The proposed ES deployment framework is generic and can be easily adapted for other feeders, with a different set of primary and secondary application scenarios. The paper also outlines the characteristics of the modeling framework with the required dataset, thus presenting an important guideline for ES integration analysis. Finally, by demonstrating the application of ES in providing stacked grid benefits, this paper provides a successful use case for ES deployment in smart distribution systems.
It should be noted that rapid charging and discharging of the battery may deteriorate its overall lifetime. In this framework, to provide frequency regulation services, ES is generating/absorbing active power by rapidly charging/discharging every 2 s. Usually, battery technologies are rated for several deep charge or discharge cycles, after which deterioration is expected. Fortunately, when participating in frequency regulation, the energy storage does not undergo deep charge or discharge every 2 s. Instead, a few cycles of deep charge or discharge are observed over an entire day (
Figure 15).

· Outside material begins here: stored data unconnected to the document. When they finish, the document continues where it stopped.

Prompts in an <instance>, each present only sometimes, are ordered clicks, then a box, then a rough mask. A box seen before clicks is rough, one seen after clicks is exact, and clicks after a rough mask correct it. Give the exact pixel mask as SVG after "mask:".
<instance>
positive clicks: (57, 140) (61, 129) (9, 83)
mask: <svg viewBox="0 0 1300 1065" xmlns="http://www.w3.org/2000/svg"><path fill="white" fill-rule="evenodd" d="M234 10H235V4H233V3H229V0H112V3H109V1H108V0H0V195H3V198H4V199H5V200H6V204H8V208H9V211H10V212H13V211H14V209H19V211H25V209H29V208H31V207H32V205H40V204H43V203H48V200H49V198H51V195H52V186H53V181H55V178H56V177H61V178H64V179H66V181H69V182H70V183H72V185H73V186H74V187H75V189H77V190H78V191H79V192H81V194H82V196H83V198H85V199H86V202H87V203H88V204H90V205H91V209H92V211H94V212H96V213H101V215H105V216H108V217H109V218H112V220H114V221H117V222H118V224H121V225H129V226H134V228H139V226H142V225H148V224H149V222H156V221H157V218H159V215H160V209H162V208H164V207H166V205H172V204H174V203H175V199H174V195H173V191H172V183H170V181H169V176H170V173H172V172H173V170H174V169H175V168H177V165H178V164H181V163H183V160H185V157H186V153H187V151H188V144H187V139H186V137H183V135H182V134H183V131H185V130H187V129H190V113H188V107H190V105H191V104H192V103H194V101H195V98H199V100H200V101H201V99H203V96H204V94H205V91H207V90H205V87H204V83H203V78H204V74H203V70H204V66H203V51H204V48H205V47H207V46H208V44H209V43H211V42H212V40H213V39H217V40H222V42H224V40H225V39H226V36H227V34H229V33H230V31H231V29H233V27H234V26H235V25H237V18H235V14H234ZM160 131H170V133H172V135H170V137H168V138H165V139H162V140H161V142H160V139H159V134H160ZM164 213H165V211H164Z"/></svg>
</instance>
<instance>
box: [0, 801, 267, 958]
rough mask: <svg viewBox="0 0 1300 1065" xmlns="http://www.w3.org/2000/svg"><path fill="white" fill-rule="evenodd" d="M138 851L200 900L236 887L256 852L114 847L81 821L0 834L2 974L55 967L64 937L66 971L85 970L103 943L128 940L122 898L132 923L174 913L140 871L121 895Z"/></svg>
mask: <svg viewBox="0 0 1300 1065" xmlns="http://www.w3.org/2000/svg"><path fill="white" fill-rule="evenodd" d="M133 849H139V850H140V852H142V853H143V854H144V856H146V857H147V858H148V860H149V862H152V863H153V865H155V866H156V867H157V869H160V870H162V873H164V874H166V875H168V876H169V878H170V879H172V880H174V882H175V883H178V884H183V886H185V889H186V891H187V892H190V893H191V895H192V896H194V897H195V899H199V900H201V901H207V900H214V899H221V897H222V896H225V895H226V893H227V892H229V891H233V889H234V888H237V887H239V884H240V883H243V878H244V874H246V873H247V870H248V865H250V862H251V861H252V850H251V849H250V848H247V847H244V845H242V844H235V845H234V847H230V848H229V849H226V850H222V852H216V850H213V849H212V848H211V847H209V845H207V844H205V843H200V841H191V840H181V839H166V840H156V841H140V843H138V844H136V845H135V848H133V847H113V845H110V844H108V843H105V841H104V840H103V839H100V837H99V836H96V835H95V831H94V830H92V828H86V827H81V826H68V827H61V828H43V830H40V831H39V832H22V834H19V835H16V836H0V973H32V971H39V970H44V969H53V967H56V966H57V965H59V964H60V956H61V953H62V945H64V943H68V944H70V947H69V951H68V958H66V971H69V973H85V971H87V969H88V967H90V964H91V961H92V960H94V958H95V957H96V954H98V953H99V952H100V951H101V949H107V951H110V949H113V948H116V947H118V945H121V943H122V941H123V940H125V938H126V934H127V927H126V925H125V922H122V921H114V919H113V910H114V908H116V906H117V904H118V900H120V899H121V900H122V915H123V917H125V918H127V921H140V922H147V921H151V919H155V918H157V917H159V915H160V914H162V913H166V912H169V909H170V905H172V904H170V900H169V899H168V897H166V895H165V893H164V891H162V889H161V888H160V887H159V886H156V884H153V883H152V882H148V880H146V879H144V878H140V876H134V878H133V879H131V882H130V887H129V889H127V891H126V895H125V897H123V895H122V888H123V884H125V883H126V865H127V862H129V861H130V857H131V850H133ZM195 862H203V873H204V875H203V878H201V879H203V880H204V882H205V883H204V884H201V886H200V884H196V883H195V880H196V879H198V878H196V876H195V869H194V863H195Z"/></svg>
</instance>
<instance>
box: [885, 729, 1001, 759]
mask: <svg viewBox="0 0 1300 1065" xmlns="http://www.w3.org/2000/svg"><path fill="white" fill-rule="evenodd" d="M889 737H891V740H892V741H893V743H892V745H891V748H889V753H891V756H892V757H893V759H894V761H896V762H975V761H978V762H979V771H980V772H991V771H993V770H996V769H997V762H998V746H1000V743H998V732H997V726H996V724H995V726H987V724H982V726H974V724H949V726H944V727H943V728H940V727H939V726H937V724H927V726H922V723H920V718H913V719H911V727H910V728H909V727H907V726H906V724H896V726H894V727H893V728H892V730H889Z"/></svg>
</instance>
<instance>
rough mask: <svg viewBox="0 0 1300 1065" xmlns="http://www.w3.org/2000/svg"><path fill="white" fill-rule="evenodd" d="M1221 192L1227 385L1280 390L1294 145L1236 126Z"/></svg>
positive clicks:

Therefore, the framework may be feasible for existing battery systems if the benefit of providing frequency regulation offsets the cost of battery deterioration. However, an actual analysis on lifetime deterioration will depend upon the depth of charge/discharge in each cycle and the type of battery technology. In this paper, we do not model the battery lifetime deterioration due to charging/discharging—a potential topic for future research.